Metadata-Version: 2.4
Name: polars_luxical
Version: 0.1.2
Classifier: Development Status :: 4 - Beta
Classifier: Intended Audience :: Developers
Classifier: License :: OSI Approved :: Apache Software License
Classifier: Operating System :: MacOS
Classifier: Operating System :: POSIX :: Linux
Classifier: Programming Language :: Rust
Classifier: Programming Language :: Python :: 3
Classifier: Programming Language :: Python :: 3.11
Classifier: Programming Language :: Python :: 3.12
Classifier: Programming Language :: Python :: 3.13
Requires-Dist: polars>=1.36.0
Requires-Dist: polars-distance>=0.5.3
Summary: A Polars plugin for fast lexical text embeddings
Author-email: Louis Maddox <louismmx@gmail.com>
License: Apache-2.0
Requires-Python: >=3.11, <3.14
Description-Content-Type: text/markdown; charset=UTF-8; variant=GFM

# Polars Luxical

A high-performance Polars plugin for Luxical text embeddings, implemented in Rust.

## Overview

This plugin provides [Luxical](https://github.com/datologyai/luxical) embeddings directly within Polars expressions.

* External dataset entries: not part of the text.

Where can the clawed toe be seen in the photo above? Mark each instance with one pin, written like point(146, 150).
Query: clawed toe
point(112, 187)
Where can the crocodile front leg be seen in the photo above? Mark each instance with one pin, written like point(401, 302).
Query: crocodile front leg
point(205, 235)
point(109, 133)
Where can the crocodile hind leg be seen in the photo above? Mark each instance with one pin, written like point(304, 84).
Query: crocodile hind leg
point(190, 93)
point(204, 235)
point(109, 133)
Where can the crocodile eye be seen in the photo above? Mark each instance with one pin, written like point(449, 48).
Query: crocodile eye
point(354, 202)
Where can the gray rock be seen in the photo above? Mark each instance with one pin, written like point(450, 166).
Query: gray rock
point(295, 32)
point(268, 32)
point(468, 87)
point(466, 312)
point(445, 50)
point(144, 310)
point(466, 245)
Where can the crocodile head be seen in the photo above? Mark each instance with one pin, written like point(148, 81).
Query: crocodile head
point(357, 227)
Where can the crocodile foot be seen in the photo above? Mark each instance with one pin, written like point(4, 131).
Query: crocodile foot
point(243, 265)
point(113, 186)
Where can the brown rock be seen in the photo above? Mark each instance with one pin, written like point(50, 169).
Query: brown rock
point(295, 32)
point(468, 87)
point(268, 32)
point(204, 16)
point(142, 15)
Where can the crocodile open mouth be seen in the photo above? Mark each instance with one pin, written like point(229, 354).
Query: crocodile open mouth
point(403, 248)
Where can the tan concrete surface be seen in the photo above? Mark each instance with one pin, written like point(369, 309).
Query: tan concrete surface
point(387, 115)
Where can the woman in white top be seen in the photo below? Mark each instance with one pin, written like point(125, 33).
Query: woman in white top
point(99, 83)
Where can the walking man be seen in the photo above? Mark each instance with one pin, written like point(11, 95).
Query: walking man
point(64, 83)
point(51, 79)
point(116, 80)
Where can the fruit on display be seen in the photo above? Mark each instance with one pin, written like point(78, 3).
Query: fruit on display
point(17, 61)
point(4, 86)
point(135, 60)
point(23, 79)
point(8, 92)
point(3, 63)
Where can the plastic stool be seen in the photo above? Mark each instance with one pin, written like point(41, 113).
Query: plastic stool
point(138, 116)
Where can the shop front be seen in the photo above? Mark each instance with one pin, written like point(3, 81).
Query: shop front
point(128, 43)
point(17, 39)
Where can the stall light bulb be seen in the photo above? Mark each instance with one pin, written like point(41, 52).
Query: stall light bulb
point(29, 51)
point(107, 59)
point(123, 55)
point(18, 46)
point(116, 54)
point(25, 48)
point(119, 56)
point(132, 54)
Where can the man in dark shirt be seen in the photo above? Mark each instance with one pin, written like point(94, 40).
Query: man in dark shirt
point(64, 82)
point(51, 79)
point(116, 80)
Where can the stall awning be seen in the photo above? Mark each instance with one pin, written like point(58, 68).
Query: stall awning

Luxical combines:

- Subword tokenization (BERT uncased)
- N-gram feature extraction with TF-IDF weighting
- Sparse-to-dense neural network projection via knowledge distillation

Luxical models achieve dramatically higher throughput than transformer-based embedding models while maintaining competitive quality for document-level similarity tasks like clustering, classification, and semantic deduplication.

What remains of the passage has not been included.